This article was previously published under Q317867
Caution ADO and ADO MD have not been fully tested in a Microsoft .NET Framework environment. They may cause intermittent issues, especially in service-based applications or in multithreaded applications. The techniques that are discussed in this article should only be used as a temporary measure during migration to ADO.NET. You should only use these techniques after you have conducted complete testing to make sure that there are no compatibility issues. Any issues that are caused by using ADO or ADO MD in this manner are unsupported. For more information, see the following article in the Microsoft Knowledge Base:
840667 You receive unexpected errors when using ADO and ADO MD in a .NET Framework application
For a Microsoft Visual C# .NET version of this article, see 317881.
Programmers may have to create databases programmatically, but neither ActiveX Data Objects (ADO) nor ADO.NET provides the means to create Microsoft Access databases.
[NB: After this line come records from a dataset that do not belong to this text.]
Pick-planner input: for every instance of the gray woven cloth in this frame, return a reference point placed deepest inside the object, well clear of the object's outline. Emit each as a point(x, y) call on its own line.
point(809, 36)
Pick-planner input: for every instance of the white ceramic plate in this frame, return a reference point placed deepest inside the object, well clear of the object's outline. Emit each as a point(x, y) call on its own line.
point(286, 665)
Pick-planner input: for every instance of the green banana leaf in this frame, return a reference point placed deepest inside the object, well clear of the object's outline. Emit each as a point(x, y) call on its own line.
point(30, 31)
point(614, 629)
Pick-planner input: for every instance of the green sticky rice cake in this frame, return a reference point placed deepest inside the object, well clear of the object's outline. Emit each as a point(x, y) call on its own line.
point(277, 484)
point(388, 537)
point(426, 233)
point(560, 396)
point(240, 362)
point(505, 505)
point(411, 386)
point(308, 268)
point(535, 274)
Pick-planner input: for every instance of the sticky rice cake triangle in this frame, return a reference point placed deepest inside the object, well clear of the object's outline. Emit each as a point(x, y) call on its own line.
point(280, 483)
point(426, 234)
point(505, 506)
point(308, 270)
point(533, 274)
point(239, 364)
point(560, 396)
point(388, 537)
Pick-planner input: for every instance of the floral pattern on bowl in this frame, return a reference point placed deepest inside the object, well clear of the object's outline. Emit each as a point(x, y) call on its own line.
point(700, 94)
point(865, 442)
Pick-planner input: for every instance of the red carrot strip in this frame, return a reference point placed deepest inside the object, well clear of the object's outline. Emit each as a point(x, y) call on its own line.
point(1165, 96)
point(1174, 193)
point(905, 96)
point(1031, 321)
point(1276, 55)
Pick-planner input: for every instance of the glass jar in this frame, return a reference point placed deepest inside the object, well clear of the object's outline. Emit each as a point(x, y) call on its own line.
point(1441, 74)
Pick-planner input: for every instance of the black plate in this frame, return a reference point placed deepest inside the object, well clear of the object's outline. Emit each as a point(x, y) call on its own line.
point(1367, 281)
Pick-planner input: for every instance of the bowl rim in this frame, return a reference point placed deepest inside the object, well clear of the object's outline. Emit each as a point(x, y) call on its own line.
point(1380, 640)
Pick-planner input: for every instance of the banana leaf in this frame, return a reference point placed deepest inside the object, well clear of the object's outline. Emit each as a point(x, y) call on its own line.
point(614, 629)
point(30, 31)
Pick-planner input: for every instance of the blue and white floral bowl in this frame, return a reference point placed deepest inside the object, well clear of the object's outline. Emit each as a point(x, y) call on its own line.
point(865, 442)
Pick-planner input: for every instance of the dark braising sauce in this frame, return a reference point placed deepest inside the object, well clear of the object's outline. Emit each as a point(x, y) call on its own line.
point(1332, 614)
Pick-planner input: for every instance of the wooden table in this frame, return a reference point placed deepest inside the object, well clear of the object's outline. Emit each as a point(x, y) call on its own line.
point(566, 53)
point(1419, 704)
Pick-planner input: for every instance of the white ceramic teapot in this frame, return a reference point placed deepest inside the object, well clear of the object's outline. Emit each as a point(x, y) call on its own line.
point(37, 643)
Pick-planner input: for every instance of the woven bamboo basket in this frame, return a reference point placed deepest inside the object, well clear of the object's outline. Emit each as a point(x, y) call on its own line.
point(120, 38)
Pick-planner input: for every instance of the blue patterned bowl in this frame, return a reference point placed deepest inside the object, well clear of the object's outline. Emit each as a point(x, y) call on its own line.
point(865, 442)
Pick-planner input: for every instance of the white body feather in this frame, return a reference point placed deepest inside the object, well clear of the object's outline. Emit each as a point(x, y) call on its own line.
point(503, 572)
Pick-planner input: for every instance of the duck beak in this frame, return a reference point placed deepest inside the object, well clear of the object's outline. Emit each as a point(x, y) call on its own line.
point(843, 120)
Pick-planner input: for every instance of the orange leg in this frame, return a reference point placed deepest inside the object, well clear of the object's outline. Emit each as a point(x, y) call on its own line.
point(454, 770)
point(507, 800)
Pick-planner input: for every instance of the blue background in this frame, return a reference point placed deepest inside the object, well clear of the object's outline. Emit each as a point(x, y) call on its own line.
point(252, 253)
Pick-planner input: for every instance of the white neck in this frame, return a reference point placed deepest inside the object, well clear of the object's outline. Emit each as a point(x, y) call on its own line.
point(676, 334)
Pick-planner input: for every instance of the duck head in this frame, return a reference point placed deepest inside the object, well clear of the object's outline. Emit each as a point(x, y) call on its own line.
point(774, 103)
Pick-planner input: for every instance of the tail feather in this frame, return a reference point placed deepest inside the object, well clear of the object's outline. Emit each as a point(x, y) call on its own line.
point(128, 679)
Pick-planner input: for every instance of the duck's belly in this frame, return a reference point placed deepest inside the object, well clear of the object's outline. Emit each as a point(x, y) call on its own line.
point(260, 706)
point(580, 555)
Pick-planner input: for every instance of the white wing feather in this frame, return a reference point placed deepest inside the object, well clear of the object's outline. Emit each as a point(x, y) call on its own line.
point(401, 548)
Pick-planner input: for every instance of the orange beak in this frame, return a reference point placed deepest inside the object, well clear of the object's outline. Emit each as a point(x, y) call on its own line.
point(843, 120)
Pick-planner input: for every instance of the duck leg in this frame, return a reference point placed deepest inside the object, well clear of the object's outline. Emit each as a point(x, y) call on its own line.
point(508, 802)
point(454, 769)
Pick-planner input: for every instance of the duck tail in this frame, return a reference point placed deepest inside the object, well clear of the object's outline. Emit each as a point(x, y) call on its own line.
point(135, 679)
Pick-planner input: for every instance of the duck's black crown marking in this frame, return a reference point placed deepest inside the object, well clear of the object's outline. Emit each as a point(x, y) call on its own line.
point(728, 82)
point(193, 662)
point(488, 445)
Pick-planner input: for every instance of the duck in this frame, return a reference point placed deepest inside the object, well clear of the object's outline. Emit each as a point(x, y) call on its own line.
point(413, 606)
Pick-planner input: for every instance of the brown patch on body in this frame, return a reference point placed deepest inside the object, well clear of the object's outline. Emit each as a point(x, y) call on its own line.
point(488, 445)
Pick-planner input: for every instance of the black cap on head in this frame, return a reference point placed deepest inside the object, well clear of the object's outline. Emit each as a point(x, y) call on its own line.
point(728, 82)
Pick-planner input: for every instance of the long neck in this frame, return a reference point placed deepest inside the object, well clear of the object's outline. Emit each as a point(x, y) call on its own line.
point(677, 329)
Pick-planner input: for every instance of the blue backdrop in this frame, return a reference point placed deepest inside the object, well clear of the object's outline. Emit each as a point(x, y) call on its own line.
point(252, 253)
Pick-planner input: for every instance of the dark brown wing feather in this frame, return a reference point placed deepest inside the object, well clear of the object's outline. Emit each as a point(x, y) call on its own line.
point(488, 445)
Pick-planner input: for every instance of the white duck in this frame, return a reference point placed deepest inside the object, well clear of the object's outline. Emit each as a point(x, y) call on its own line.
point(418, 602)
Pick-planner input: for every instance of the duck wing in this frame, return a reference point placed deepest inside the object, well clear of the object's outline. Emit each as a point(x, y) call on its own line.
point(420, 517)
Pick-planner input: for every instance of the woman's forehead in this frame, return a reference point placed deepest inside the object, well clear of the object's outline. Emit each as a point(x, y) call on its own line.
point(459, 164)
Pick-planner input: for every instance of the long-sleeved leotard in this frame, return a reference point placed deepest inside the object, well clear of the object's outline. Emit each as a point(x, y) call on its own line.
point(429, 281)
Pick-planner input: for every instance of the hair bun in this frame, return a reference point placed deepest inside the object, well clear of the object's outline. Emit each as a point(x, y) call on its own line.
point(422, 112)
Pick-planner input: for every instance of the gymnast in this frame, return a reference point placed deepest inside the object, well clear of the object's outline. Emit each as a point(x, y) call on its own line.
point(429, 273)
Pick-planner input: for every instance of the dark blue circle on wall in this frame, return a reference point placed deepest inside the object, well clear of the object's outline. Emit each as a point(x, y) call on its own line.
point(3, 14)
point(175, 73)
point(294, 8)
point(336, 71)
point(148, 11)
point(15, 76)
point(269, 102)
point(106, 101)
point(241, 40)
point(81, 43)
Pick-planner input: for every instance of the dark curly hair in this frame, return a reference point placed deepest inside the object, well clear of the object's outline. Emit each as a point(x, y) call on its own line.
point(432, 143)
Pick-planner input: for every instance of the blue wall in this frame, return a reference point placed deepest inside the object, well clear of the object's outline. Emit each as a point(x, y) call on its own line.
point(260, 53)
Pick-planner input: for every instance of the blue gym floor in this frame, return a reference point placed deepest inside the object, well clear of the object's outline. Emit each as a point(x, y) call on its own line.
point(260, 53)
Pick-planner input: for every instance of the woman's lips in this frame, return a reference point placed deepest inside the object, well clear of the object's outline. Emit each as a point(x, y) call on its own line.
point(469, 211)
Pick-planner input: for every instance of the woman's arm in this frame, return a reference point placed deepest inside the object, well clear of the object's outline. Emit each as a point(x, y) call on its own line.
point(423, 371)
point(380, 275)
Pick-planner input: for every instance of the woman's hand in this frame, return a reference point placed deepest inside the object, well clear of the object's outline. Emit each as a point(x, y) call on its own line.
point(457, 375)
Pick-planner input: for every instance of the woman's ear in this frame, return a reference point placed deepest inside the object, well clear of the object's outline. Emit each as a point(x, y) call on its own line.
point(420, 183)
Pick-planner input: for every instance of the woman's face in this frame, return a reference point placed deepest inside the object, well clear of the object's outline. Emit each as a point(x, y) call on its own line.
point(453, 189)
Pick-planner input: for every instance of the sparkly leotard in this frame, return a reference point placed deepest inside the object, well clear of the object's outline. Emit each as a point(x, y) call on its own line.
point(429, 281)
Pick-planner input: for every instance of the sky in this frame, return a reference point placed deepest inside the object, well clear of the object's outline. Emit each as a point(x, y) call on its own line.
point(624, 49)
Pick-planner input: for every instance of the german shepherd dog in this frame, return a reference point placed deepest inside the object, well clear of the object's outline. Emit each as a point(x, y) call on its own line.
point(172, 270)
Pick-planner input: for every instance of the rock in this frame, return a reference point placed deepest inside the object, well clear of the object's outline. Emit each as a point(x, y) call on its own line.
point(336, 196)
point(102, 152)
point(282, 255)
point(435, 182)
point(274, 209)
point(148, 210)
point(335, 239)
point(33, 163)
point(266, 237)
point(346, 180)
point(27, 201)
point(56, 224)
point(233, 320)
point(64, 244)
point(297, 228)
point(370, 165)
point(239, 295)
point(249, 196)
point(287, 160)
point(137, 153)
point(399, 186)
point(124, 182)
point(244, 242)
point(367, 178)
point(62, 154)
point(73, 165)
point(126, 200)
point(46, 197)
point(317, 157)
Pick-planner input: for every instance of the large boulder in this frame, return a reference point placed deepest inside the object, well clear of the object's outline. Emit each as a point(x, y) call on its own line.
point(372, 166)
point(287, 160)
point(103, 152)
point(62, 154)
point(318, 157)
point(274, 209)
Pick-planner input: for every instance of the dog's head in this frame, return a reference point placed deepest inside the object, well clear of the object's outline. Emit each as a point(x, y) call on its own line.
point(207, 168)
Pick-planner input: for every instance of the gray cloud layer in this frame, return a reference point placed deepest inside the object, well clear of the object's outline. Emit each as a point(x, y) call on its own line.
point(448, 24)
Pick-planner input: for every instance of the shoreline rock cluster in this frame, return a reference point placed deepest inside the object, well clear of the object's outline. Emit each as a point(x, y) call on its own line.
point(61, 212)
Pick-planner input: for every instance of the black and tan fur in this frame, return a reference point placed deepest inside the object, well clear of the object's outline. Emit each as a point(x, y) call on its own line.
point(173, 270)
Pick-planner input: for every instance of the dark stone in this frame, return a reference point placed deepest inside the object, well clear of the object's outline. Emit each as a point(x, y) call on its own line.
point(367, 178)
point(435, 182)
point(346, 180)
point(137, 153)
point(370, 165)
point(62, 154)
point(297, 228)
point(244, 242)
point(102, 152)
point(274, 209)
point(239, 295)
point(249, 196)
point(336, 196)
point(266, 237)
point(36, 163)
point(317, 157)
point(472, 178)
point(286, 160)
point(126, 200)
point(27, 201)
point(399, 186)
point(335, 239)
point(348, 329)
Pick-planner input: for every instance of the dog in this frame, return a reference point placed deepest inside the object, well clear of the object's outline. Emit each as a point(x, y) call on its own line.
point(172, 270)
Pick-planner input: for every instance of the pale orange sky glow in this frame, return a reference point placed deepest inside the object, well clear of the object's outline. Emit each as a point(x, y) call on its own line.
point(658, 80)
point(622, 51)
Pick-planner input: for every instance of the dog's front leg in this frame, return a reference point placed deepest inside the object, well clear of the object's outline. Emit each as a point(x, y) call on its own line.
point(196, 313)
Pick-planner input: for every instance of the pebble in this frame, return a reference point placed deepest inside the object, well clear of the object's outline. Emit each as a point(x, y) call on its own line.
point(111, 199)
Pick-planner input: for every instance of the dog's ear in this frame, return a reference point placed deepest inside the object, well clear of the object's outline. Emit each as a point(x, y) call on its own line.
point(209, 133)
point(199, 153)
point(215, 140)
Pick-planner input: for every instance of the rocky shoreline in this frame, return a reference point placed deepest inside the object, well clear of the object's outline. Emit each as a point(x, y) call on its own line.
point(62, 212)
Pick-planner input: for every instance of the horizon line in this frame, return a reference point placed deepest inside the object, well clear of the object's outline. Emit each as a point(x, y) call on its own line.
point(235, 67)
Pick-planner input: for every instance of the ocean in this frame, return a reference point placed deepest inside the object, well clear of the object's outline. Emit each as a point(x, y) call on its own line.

However, you can create Access databases by using the Microsoft Jet OLE DB Provider and Microsoft ADO Ext. 2.7 for DDL and Security (ADOX) with the COM Interop layer.
Microsoft Visual Basic .NET
ADO Ext. 2.7 for DDL and Security (ADOX)
This step-by-step example describes how to use ADOX and Visual Basic .NET to create an Access database on the fly.
The Jet Provider requires that the path exists to create the new database. If you try to create a database file in a path that does not exist, you receive an exception. This exception can be caught by using a try...catch structure.